ECONOMY

Unemployment hits young people hard

BRUSSELS – The financial crisis has hit young workers particularly hard, with one in four people under 25 years old in Greece without a job, according to data released yesterday by Eurostat. Across the European Union, there were as many as 5 million unemployed young people in the 15-24 age group in the first quarter of the year, or 18.3 percent, with Greece near the top of the jobless rate list. The average unemployment figure for the EU stood at 8.2 percent in the same period. Jobless young people increased by 3.7 percent on a yearly basis, against a rate of 1.5 percent on average in the bloc.
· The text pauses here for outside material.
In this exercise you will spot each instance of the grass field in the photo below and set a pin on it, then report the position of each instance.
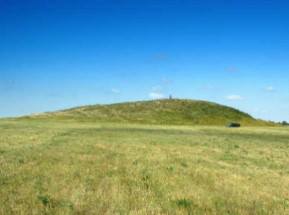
(117, 168)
Unemployment for people under 25 rose in all EU states except for Bulgaria. Greece’s 24.2 percent rate was only behind Spain’s (33.6 percent), Latvia’s (28.2 percent) and Italy’s (24.9 percent). In this country, there were 77,000 unemployed young people in early 2008, a rate of 22.2 percent, but their number rose by about 9,000 within a year. Although in the EU joblessness for young people affects mostly men, in Greece it is women who are worst off, as their rate of unemployment is almost double that of the EU average. The young men’s percentage is close to the European average. In general, unemployment in May in the EU reached its highest level since May 1999 and the highest percentage since June 2005 in the entire bloc.